Being the country’s only museum specialising in the kind of art familiar to all – from our shared urban spaces, hospitals, castles, churches, and other public areas – gives KØS a unique feel.
Just as a museum of architecture does not collect finished buildings, KØS does not collect finished works of art – those belong in the public sphere. Instead, the museum collections comprise more than 18,000 drawings, models, and other preliminary works for these unique works of art.

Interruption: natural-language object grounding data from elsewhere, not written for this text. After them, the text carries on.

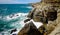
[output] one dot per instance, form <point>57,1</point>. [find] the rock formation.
<point>47,12</point>
<point>29,29</point>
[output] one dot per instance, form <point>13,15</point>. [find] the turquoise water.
<point>8,18</point>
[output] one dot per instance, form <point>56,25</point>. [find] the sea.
<point>12,16</point>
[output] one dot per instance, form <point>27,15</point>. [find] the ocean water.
<point>12,17</point>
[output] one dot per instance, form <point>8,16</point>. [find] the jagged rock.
<point>26,20</point>
<point>14,30</point>
<point>29,29</point>
<point>47,12</point>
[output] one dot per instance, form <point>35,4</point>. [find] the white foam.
<point>13,16</point>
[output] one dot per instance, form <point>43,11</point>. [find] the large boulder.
<point>47,12</point>
<point>29,29</point>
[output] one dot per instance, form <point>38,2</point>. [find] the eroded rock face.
<point>29,29</point>
<point>47,12</point>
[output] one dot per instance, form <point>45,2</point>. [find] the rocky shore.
<point>47,12</point>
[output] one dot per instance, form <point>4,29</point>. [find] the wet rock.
<point>26,20</point>
<point>29,29</point>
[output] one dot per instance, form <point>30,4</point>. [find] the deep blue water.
<point>7,21</point>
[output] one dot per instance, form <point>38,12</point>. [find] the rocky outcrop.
<point>47,12</point>
<point>29,29</point>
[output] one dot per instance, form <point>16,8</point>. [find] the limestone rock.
<point>29,29</point>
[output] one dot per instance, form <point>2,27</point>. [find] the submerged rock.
<point>29,29</point>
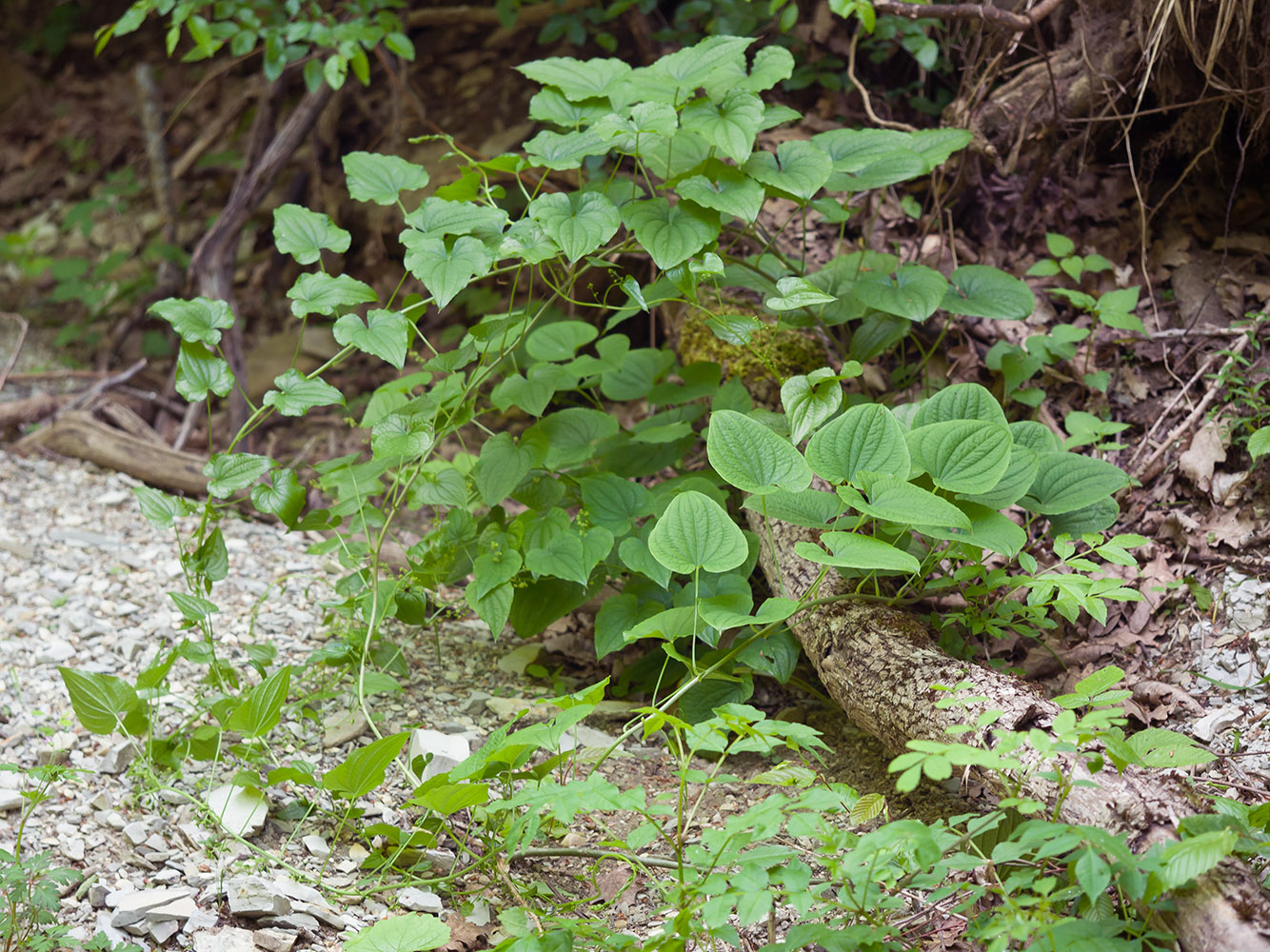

One of the museum highlights is Bjørn Nørgaard’s sketches for the Queen’s tapestries at Christiansborg Castle, home of the Danish parliament. The 17 large-scale cartoons and a selection of the artist’s other studies for the tapestries are on display on the museum’s spectacular top floor, where they are accompanied by, among other things, films about the process behind the work.
A succession of special exhibitions provides unique insights into the special processes and problems associated with creating art for the public space. In addition to sketches, drawings, and models, these exhibitions often feature photographs, film footage, and correspondences that shed light on the artists’ interplay with architects, urban planners, and the people who will come into daily contact with their work. They also provide insights into the discussions – many of them heated – that arise when art enters the public space where we cannot avoid it.